There is
something disquieting and unwholesome about telecoms feeding our
communications to government agencies. It was headline news, again,
last month when we learned that AT&T has had a longstanding
partnership with the National Security Agency. Unfortunately, this
form of private-public intelligence collusion is neither new nor, in
my view, illegal. Whether it is immoral is an entirely separate
question.
U.S.
communications carriers first became partners in the intelligence
game shortly after World War I. Diplomatic and military affairs
transmitted via telegram to home countries were intercepted and
decrypted by the Black Chamber, the NSA’s precursor. Obtaining
telegrams then was eerily similar to how communications are obtained
today: The government simply asked.
The Western
Union Telegraph Company and the Postal Telegraph Company allowed
intelligence officers to copy telegrams, and this partnership
persisted in peacetime. In 1929, however, Secretary of State Henry
Stimson defunded the Black Chamber. His concise, and seemingly naïve,
rationale reportedly being: “Gentlemen do not read each other’s
mail.”
World War II
exigencies overruled Stimson’s moral objections and the United
States resumed telegram interception. Starting in 1945, just after
the end of the war, this interception widened, and Western Union,
RCA, and ITT provided the government, via the NSA and its
predecessors the Army Security Agency and the Armed Forces Security
Agency, with paper tape, microfilm, and later magnetic tape copies of
most international telegrams. This continued unabated for decades
after the war and was known as Project SHAMROCK.
NSA shared
this data with law enforcement, including the FBI and Secret Service.

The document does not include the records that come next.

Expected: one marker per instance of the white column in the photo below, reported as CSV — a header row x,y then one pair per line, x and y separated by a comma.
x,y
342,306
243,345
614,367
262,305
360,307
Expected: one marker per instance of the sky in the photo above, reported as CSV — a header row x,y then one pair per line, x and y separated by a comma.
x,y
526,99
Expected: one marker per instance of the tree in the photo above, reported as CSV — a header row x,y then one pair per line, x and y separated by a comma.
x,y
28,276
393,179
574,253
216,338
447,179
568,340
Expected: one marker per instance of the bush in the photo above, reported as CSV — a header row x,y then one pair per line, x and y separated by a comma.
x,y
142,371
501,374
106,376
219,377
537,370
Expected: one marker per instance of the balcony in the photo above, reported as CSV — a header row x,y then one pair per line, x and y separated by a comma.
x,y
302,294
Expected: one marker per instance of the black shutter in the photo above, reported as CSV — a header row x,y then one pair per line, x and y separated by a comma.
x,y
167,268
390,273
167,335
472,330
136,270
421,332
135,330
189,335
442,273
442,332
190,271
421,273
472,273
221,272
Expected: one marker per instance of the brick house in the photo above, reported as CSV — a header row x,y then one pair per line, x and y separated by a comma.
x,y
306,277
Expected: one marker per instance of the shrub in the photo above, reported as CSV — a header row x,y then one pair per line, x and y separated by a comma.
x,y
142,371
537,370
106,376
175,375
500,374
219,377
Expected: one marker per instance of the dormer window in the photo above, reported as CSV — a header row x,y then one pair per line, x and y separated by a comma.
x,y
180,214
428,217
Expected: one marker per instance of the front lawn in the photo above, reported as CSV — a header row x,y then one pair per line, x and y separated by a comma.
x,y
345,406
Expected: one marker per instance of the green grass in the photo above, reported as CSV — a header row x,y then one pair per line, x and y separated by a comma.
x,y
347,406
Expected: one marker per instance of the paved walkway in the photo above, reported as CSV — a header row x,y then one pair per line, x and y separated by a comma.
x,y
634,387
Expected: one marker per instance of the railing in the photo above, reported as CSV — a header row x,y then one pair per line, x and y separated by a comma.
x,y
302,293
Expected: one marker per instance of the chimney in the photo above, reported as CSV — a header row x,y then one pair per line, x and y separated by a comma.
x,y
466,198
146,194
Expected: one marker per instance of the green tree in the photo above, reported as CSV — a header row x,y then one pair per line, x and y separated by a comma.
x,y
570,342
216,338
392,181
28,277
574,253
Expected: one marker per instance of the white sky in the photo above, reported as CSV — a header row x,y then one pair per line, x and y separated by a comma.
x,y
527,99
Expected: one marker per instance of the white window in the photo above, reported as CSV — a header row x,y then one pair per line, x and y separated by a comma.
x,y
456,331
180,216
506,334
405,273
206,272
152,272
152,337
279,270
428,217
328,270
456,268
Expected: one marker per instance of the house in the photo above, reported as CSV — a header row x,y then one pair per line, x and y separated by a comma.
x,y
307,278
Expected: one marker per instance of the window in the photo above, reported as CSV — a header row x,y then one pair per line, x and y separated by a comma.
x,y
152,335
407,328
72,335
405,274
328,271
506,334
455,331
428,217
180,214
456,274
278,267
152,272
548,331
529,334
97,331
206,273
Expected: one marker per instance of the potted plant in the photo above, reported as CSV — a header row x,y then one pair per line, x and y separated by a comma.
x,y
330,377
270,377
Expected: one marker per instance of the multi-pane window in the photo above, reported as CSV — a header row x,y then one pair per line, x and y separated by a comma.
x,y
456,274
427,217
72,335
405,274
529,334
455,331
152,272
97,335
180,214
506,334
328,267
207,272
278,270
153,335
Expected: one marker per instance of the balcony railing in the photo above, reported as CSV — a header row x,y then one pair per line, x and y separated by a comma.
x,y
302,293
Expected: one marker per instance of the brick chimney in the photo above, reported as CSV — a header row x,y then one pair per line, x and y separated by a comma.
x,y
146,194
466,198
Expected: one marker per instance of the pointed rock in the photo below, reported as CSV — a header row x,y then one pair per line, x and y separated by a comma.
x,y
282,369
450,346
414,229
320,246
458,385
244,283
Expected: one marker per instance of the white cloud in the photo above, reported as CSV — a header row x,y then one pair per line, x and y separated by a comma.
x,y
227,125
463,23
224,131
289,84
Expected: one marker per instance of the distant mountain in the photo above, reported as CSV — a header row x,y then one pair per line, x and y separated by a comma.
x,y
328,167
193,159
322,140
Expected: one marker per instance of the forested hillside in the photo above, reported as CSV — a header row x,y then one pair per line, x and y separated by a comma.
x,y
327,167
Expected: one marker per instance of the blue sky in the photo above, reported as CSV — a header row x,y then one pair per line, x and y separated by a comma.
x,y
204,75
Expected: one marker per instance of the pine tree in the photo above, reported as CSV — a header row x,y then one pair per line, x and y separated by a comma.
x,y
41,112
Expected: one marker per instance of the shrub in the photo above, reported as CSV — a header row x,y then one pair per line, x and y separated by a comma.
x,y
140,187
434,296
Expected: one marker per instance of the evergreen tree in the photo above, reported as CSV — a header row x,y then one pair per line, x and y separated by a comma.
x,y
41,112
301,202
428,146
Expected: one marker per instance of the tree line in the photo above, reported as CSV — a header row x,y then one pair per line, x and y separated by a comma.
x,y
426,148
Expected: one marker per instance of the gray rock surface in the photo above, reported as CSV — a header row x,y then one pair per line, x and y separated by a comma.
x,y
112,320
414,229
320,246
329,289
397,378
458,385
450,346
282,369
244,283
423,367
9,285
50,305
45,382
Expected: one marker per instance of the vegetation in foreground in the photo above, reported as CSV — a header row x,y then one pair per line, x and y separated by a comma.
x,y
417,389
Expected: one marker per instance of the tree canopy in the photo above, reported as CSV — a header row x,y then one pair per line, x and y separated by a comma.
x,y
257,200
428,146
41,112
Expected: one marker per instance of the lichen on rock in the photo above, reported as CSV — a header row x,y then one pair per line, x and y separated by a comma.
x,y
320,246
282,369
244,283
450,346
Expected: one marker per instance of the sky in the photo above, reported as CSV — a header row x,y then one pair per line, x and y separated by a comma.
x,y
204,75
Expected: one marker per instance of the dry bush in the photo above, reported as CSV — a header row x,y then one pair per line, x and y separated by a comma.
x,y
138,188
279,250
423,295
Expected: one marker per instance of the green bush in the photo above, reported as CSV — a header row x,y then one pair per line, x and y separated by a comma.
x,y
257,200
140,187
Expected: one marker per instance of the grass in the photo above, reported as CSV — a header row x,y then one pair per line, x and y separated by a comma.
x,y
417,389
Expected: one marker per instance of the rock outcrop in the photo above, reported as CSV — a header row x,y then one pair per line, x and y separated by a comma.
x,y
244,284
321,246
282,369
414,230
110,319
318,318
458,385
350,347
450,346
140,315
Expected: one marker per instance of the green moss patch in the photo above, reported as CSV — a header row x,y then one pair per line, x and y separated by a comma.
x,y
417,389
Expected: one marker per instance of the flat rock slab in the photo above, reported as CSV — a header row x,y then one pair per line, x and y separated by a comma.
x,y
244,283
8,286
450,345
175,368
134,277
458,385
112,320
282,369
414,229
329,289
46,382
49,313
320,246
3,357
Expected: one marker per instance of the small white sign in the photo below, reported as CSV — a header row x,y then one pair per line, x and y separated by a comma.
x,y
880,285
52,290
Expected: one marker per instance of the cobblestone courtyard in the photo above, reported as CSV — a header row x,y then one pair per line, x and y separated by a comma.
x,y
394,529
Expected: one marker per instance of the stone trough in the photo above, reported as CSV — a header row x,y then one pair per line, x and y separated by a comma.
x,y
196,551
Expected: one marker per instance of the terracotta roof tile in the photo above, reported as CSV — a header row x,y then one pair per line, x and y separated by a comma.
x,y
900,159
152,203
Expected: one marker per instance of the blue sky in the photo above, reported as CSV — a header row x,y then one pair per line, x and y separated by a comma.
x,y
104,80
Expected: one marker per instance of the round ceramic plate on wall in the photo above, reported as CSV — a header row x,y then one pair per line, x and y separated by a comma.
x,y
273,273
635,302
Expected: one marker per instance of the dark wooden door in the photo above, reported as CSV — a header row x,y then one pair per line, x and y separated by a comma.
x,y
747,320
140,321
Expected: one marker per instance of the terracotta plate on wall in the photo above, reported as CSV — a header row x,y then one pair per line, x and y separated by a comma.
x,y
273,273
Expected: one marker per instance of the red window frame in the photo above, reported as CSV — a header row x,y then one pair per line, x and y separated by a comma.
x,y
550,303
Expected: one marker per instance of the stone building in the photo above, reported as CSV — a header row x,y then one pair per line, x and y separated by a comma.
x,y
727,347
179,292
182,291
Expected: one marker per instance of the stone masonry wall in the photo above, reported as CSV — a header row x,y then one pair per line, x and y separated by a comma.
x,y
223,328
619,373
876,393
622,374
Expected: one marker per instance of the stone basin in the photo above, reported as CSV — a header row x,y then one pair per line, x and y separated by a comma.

Project SHAMROCK, however, suffered from classic function creep, the
gradual extension of a system beyond the purposes for which it was
conceived. In the 1960s and 1970s, names of American citizens and
organizations were added to watch lists. Anti-war activists, Martin
Luther King Jr., Muhummad Ali, and Jane Fonda were among the nearly
1,700 U.S. individuals and organizations targeted for domestic
surveillance. This was known as Project MINARET.